Given polynomials $P, Q$ over $[0,1]$ with $P(0) = 0 = Q(0)$,

$$\|P + Q\|^2 = \sum_{n = 0}^\infty \left[P\left(\frac{1}{2^n}\right) + Q\left(\frac{1}{2^n}\right)\right]^2 \le \sum_{n = 0}^\infty \left\lvert P\left(\frac{1}{2^n}\right)\right\rvert\, \left\lvert P\left(\frac{1}{2^n}\right) + Q\left(\frac{1}{2^n}\right)\right\rvert + \sum_{n = 0}^\infty \left\lvert Q\left(\frac{1}{2^n}\right)\right\rvert\, \left\lvert P\left(\frac{1}{2^n}\right) + Q\left(\frac{1}{2^n}\right)\right\rvert.\tag{1}$$

By the Cauchy-Schwarz inequality,

$$\sum_{n = 0}^\infty \left\lvert P\left(\frac{1}{2^n}\right)\right\rvert\, \left\lvert P\left(\frac{1}{2^n}\right) + Q\left(\frac{1}{2^n}\right)\right\rvert \le \left[\sum_{n = 0}^\infty P^2\left(\frac{1}{2^n}\right)\right]^{1/2}\left\{\sum_{n = 0}^\infty \left[P\left(\frac{1}{2^n}\right) + Q\left(\frac{1}{2^n}\right)\right]^2\right\}^{1/2} = \|P\|\, \|P + Q\|\tag{2}$$

and similarly

$$\sum_{n = 0}^\infty \left\lvert Q\left(\frac{1}{2^n}\right)\right\rvert \, \left\lvert P\left(\frac{1}{2^n}\right) + Q\left(\frac{1}{2^n}\right)\right\rvert \le \|Q\|\, \|P + Q\|.\tag{3}$$

Combining $(1), (2)$, and $(3)$,

$$\|P + Q\|^2 \le \|P\|\, \|P + Q\| + \|Q\|\, \|P + Q\| = (\|P\| + \|Q\|) \|P + Q\|.\tag{4}$$

If $\|P + Q\| = 0$, then the inequality $\|P + Q\| \le \|P\| + \|Q\|$ holds trivially, so suppose $\|P + Q\| > 0$. Dividing $(4)$ by $\|P + Q\|$, the triangle inequality is obtained.

 

[Euge]

With Question #2, is $E$ a group under multiplication or addition?

 

[simpleton1]

All it says is that E is an immeasureable group contained in (0,1).

 

[Euge]

Check in your text or with your professor for clarification of an immeasurable group.

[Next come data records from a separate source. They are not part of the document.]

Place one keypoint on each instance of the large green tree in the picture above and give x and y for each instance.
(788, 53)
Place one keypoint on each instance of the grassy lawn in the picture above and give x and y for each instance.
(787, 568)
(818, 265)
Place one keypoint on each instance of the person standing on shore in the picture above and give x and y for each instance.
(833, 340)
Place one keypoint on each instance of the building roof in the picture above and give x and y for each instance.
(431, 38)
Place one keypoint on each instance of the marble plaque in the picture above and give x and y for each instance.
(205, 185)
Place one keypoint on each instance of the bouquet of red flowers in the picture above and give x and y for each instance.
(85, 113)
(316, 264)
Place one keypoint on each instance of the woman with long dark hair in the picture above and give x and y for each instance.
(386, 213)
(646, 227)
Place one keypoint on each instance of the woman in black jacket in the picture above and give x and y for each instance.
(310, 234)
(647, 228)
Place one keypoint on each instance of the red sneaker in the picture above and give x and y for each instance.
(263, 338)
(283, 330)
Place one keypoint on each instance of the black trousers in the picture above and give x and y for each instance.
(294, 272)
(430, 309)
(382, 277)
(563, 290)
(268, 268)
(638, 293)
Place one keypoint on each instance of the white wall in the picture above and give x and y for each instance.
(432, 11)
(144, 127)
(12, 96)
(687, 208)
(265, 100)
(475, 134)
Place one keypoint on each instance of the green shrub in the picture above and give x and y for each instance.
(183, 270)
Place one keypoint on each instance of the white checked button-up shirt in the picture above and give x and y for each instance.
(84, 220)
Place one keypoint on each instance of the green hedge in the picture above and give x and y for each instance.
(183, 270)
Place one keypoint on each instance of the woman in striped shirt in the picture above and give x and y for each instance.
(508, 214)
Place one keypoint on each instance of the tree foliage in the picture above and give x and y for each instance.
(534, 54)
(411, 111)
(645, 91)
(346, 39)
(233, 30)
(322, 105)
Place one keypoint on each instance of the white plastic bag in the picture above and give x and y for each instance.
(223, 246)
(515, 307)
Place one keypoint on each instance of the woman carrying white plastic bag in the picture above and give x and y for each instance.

Just keep in mind, $E$ cannot be a group under usual multiplication or addition in $\Bbb R$, because closure under inverses would not be satisfied. The problem would make more sense if $E$ is an immeasurable semigroup in $(0,1)$.

 

[simpleton1]

Perhaps what is missing is that in this course when they say immeasureable it means
immeasureable by the lebesgue measure.
I would copy the question text directly but it's not in english so I just translated it.

 

[Euge]

That part is fine, but what about the group part? What is the operation on $E$?

 

[simpleton1]

I tried to ask the professor but he also didn't understand the question.
We didn't learn about semi-groups in this course.
Could you please try and solve under reasonable assumptions?

 

[simpleton1]

Also might help me solve this is if the compliment of an immeasureable group is measureable.
Or if the combination of a measureable or immeasureable function is immeasureable.
Can any of these be proven?

 

[Euge]

Hi simpleton,

I think that if the professor does not understand the question, then the question should not be assigned. However, I will say this: A semigroup is a set with an associative binary operation. Since $E$ is immeasurable, $E$ is nonempty. Assuming the binary operation on $E$ is multiplication of real numbers, then for all $y\in \Bbb R$,

$$f^{-1}\{y\} = \begin{cases}\{y\},& y\in E\\ \{\sqrt[3]{y}\},&y\notin E\end{cases}$$

Since one-point sets in $\Bbb R$ are measurable (since they are closed), then for all $y\in \Bbb R$, $f^{-1}\{y\}$ is measurable.